An old friend perceives me as unkind. He has all the proof. And though I am not the person he knew twenty-five or thirty years ago, he must continue to project his experiences of the old me onto the woman in front of him now. For the last twenty years he has continued to meet that woman of his thoughts, yet the woman of today is like water. I don’t move back, I don’t avoid, I don’t attempt to change his mind, I don’t defend or qualify, I listen to him as a student while he tells his story of me, I continue to flow in and out, over and under and around, always listening, looking into his eyes, and loving him. And today, for the first time, I noticed that when he talked about me he seemed lighthearted and trusting. As we walked to the park, he took my hand. We sat under a tree, and he told me what was going on in his inner life. It was such an intimate conversation. He seemed to have caught up to me, as if he were seeing and responding to something other than his old projection. It was as if I were watching myself reborn in him, and he was sitting with someone we both knew: a friend. I got to hear about his sorrow and his happiness, rather than about the woman who didn’t exist, the one who had caused his problems. There was a lot to laugh about this time, and I sat with two of us who were like water, flowing together, joined as one. It wasn’t the water that had changed, it was the rock. And in that change, the water continues to flow.

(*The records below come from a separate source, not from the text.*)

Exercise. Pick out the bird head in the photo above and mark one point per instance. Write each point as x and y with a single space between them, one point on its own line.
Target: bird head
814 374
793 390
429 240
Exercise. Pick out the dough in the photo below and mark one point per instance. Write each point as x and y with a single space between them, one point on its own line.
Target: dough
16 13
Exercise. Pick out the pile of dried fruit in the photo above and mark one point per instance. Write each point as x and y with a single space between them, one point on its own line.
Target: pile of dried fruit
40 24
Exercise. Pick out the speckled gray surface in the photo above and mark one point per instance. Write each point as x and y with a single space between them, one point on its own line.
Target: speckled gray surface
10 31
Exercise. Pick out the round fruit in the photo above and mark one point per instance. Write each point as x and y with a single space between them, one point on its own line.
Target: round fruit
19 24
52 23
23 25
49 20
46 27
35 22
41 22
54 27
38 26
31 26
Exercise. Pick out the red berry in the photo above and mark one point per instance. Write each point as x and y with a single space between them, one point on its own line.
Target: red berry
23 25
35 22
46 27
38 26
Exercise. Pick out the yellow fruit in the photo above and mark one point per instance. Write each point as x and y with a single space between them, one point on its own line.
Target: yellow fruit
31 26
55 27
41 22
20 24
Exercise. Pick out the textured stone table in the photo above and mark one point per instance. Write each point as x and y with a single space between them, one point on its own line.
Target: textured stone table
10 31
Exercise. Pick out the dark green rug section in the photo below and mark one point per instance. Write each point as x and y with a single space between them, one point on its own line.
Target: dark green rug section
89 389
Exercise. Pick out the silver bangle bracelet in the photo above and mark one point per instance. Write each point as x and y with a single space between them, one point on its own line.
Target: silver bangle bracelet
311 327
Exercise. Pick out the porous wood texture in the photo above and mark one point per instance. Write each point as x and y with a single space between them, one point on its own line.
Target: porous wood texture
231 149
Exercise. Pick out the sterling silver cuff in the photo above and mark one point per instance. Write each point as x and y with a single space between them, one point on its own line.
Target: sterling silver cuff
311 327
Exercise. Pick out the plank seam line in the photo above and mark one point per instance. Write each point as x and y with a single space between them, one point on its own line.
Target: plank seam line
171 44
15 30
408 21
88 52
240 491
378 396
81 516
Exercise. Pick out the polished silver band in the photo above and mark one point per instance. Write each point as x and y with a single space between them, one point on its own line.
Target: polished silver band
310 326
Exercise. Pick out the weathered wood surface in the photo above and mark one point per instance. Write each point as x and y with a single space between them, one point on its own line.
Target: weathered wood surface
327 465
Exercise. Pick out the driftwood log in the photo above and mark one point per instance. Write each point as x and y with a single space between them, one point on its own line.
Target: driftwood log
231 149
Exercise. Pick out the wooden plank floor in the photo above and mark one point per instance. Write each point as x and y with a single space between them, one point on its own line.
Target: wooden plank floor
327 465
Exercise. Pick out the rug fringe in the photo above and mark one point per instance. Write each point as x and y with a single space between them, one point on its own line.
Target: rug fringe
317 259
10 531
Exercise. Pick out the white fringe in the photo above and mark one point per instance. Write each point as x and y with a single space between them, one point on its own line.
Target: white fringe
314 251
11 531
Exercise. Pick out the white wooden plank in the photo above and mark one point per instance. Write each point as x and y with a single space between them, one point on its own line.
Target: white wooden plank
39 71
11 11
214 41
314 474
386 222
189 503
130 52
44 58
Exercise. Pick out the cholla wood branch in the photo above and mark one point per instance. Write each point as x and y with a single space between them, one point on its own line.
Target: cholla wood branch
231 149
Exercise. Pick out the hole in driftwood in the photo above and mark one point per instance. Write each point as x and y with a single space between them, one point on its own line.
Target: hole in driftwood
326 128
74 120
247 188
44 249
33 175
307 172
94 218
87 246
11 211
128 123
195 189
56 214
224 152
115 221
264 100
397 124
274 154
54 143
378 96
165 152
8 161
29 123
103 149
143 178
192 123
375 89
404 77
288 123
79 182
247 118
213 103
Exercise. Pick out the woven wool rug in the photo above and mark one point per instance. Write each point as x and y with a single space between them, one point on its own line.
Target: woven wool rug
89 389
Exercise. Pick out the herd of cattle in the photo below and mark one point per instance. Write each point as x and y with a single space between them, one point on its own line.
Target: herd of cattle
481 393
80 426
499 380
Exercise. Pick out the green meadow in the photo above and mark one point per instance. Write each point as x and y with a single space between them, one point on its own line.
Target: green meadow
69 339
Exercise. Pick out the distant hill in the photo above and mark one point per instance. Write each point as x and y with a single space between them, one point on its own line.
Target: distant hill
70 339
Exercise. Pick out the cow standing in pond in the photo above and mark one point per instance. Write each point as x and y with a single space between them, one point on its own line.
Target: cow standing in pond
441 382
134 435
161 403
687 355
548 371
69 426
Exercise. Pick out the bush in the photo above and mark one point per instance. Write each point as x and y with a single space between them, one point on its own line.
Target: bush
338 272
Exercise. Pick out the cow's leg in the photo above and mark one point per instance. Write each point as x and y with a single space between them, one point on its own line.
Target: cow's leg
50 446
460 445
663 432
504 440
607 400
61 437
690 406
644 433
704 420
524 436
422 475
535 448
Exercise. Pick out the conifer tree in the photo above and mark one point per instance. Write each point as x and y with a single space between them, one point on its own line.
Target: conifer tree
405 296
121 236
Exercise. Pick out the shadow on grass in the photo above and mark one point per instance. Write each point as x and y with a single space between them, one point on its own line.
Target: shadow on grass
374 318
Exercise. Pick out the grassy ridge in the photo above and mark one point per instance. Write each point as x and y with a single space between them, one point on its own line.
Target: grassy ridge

The Master has given up helping because she knows there is no one to help. And since she loves and understands her own nature, she realizes that in every action she is serving herself and sitting at her own feet. So there is nothing she gives that she doesn’t receive in the same motion, as the same internal experience. Even when she appears not to give, that is what she is giving. The Master is the woman who dented your car, the man who stepped in front of you on line at the supermarket the old friend who accused you of being selfish and unkind. Do you love the Master yet? There’s no peace until you do. This is your work, the only work, the work of the Master.”